Interfaze Ships diffusion-gemma-asr-small, an Open-Source Diffusion ASR Model Transcribing Six Languages via DiffusionGemma’s Parallel Denoising Decoder

Interfaze has released diffusion-gemma-asr-small, an open-source speech recognition model that processes audio using a diffusion decoder rather than the standard autoregressive method. The system claims to be the first open-source multilingual audio diffusion ASR model, handling six languages through a single adapter trained on approximately 42 million parameters. This adapter sits atop a frozen 26 billion parameter backbone, representing roughly 0.16% of the total model weights.

Distinction between the two main approaches is clear. Autoregressive models generate text token by token. Diffusion models refine all tokens simultaneously. This new model applies the diffusion approach to speech-to-text conversion.

TL;DR

The Interfaze team claims this is the first open-source multilingual diffusion ASR model, transcribing six languages from a single ~42M-parameter adapter.
Transcription runs via DiffusionGemma’s diffusion decoder using uniform, random-token diffusion. It does not use the absorbing <mask> scheme.
Transcription cost depends on denoising steps, not the length of the transcript.
It outperforms other diffusion peers on LibriSpeech (6.6% WER versus Whisfusion’s 8.3%) but falls behind autoregressive Whisper.
The adapter ships under Apache-2.0; DiffusionGemma (Gemma terms) and whisper-small (MIT) load separately.

What is diffusion-gemma-asr-small?

diffusion-gemma-asr-small is an audio-native ASR model. It converts speech to text using a discrete diffusion decoder. That decoder belongs to DiffusionGemma, Google’s 26 billion parameter mixture-of-experts model. DiffusionGemma activates 4 billion parameters, using 128 experts with top-8 routing. It generates text by discrete diffusion instead of autoregression.

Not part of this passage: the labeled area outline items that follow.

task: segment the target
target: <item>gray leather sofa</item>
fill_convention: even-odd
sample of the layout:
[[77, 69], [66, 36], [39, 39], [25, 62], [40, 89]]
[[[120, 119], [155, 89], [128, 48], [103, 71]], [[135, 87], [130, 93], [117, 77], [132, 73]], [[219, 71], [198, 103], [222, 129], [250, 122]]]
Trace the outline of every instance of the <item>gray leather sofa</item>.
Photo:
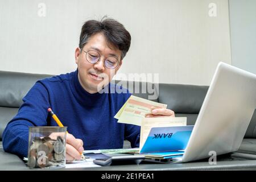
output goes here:
[[[26, 169], [24, 163], [18, 156], [3, 151], [2, 144], [2, 133], [9, 121], [18, 112], [19, 107], [22, 103], [22, 98], [35, 82], [42, 78], [51, 76], [52, 75], [0, 71], [0, 163], [1, 163], [0, 170]], [[207, 86], [180, 84], [159, 84], [159, 85], [154, 85], [148, 82], [120, 81], [115, 81], [115, 83], [122, 84], [127, 88], [135, 96], [167, 104], [167, 108], [174, 110], [176, 117], [187, 117], [187, 125], [189, 125], [195, 124], [208, 89]], [[158, 97], [156, 97], [156, 96]], [[125, 141], [123, 147], [125, 148], [130, 147], [127, 141]], [[140, 165], [142, 167], [137, 166], [135, 168], [133, 167], [131, 168], [125, 167], [122, 169], [145, 170], [157, 169], [158, 168], [160, 168], [160, 169], [168, 170], [256, 169], [256, 160], [254, 160], [256, 159], [255, 111], [254, 111], [245, 138], [237, 154], [240, 156], [238, 158], [240, 159], [237, 161], [234, 160], [234, 159], [228, 158], [224, 160], [224, 162], [220, 162], [219, 166], [209, 166], [207, 164], [204, 164], [204, 166], [202, 164], [203, 163], [199, 162], [178, 166], [174, 164], [167, 168], [166, 167], [167, 166], [161, 166], [165, 164], [159, 164], [160, 166], [158, 166], [156, 168], [155, 168], [155, 166], [148, 166], [145, 167]], [[121, 168], [113, 167], [112, 168], [108, 169], [114, 170], [115, 169], [120, 169]]]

The diffusion detail is specific. Most diffusion LLMs use an absorbing <mask> scheme. DiffusionGemma uses uniform, random-token diffusion instead. It fills a fixed-length canvas with random vocabulary tokens. Each step keeps confident predictions and re-randomizes the rest. After a few steps the noise anneals into text.

Interfaze added audio to this text-only model. Out of the box, DiffusionGemma takes text, images, and video. It does not take audio. The repo ships only the trained adapter, about 42 million parameters. The frozen backbones download separately from their own repos.

How it works

The model does not feed raw waveforms to the LLM. An early attempt tried exactly that and failed. A frozen LLM has never seen a spectrogram. The embedding space has no notion of formants or phonemes. The model learned to ignore audio and hallucinate fluent nonsense.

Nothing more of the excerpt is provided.